Britain to chip in for European Parliament 'private army' despite voting for Brexit
Britain will help foot the bill for military protection of MEPs and a publicity campaign for the 2019 European elections despite having voted to quit the EU, it has been revealed.
The planned budget for the European Parliament is set to rise to almost €2bn next year - an increase of 3.3% - with Britain due to contribute €268m, according to The Times.
Some €4.5m of the bill for Britain will go towards a €33.3m pro-EU publicity campaign for the 2019 elections which the UK is not expected to take part in since it is scheduled to have left the bloc by then.
The campaign will include “strong citizen-centric messages”, including “more emotional and fundamental elements” such as “EU values and identity”, according to an internal document seen by the paper.
The €1,971,883,373 budget, which will be voted on by MEPs next month, will also cover a private armed response team, including a 12-strong unit to protect the parliament’s president, Antonio Tajani.
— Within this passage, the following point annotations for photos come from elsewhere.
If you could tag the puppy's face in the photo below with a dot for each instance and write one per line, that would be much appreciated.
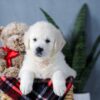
(43, 39)
(41, 43)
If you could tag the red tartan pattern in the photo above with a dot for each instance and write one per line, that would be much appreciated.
(42, 89)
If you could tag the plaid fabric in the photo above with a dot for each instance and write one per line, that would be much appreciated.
(42, 89)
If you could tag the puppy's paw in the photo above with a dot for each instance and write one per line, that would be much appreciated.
(26, 87)
(59, 89)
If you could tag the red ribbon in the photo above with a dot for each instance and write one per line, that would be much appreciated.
(10, 54)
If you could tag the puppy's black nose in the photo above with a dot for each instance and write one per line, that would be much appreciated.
(39, 49)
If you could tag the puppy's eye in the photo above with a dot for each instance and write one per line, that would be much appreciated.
(47, 40)
(35, 39)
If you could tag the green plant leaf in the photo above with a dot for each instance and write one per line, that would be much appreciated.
(49, 18)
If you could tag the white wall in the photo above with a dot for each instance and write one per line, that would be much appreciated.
(64, 12)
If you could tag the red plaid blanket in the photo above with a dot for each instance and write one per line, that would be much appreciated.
(42, 89)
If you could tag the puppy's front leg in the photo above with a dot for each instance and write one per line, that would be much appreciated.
(26, 82)
(59, 85)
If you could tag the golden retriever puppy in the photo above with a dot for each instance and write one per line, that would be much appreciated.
(44, 58)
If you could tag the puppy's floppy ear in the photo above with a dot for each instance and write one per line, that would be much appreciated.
(59, 42)
(26, 40)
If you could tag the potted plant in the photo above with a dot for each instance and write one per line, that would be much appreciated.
(75, 52)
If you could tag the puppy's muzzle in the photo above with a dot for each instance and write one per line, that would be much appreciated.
(39, 51)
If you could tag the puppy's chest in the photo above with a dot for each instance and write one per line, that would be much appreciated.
(44, 71)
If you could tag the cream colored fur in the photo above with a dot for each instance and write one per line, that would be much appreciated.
(51, 64)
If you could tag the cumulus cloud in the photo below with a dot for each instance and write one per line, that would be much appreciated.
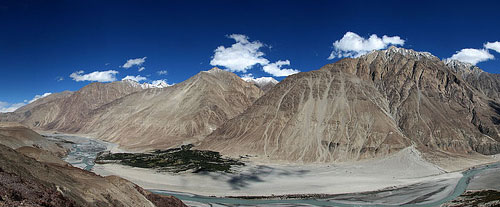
(39, 97)
(161, 83)
(162, 72)
(241, 56)
(245, 54)
(132, 62)
(353, 45)
(99, 76)
(493, 46)
(259, 81)
(137, 78)
(472, 56)
(276, 70)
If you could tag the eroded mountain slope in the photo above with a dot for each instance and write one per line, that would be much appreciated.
(364, 107)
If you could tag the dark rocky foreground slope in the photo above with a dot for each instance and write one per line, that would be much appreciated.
(123, 112)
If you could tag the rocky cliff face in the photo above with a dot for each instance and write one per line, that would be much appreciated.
(183, 113)
(264, 83)
(25, 181)
(365, 107)
(67, 110)
(144, 118)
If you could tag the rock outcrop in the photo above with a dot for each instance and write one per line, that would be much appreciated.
(180, 114)
(365, 107)
(25, 181)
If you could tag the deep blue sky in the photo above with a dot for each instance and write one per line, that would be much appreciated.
(43, 40)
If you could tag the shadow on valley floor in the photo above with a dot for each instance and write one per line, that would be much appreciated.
(239, 180)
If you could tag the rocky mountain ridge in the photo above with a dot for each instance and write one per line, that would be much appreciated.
(365, 107)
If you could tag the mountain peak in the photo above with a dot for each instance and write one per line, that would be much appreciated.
(462, 67)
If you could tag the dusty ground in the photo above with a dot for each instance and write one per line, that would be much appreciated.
(401, 169)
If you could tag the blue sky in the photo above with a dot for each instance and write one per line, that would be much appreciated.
(43, 42)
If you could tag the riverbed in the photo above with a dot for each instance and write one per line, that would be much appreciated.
(430, 190)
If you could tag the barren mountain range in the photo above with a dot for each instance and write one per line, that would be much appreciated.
(368, 107)
(125, 113)
(356, 108)
(32, 175)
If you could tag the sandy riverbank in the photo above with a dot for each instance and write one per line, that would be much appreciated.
(401, 169)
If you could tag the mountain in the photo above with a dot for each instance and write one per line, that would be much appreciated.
(179, 114)
(66, 111)
(264, 83)
(25, 181)
(141, 116)
(366, 107)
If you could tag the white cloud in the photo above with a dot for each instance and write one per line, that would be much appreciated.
(161, 83)
(472, 56)
(132, 62)
(244, 54)
(99, 76)
(137, 78)
(241, 56)
(162, 72)
(7, 107)
(353, 45)
(493, 46)
(276, 70)
(39, 97)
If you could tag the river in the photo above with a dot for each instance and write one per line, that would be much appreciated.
(83, 152)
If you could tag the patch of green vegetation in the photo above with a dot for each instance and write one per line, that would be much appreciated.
(173, 160)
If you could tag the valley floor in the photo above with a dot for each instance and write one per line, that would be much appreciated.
(402, 178)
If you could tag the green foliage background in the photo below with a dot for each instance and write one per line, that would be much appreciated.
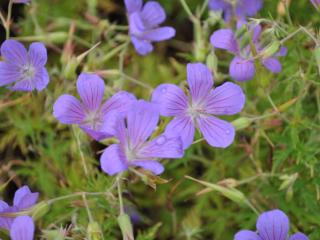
(274, 161)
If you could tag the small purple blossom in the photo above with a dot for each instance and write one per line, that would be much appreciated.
(93, 116)
(23, 199)
(25, 71)
(22, 228)
(242, 67)
(240, 8)
(198, 107)
(144, 24)
(135, 148)
(271, 225)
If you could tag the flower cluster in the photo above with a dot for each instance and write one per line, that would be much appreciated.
(271, 225)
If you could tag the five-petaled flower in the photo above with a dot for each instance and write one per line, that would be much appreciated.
(242, 67)
(271, 225)
(134, 148)
(93, 116)
(240, 8)
(144, 24)
(23, 199)
(25, 70)
(198, 107)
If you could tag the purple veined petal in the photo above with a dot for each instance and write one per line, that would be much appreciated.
(170, 99)
(41, 79)
(162, 147)
(228, 99)
(153, 14)
(142, 119)
(143, 47)
(14, 52)
(200, 80)
(133, 5)
(247, 235)
(273, 225)
(216, 132)
(242, 70)
(224, 39)
(298, 236)
(38, 54)
(91, 90)
(24, 198)
(149, 165)
(120, 102)
(68, 110)
(183, 127)
(113, 161)
(9, 73)
(272, 64)
(159, 34)
(22, 228)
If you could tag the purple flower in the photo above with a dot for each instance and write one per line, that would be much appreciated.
(22, 228)
(240, 8)
(93, 116)
(23, 199)
(271, 225)
(144, 24)
(198, 107)
(24, 70)
(134, 148)
(242, 66)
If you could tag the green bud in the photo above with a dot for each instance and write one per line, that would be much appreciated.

Ukip MEP Jonathan Arnott, who sits on the parliament’s budget committee, said: “The European parliament’s costs continue to spiral out of control, now including a private army.”
He added: “Under Theresa May’s Brexit timetable, we’re likely to still be in the EU in 2018.
“So the British taxpayer will be footing the bill despite the referendum result. Easy ways to cut costs have been ignored year in, year out.”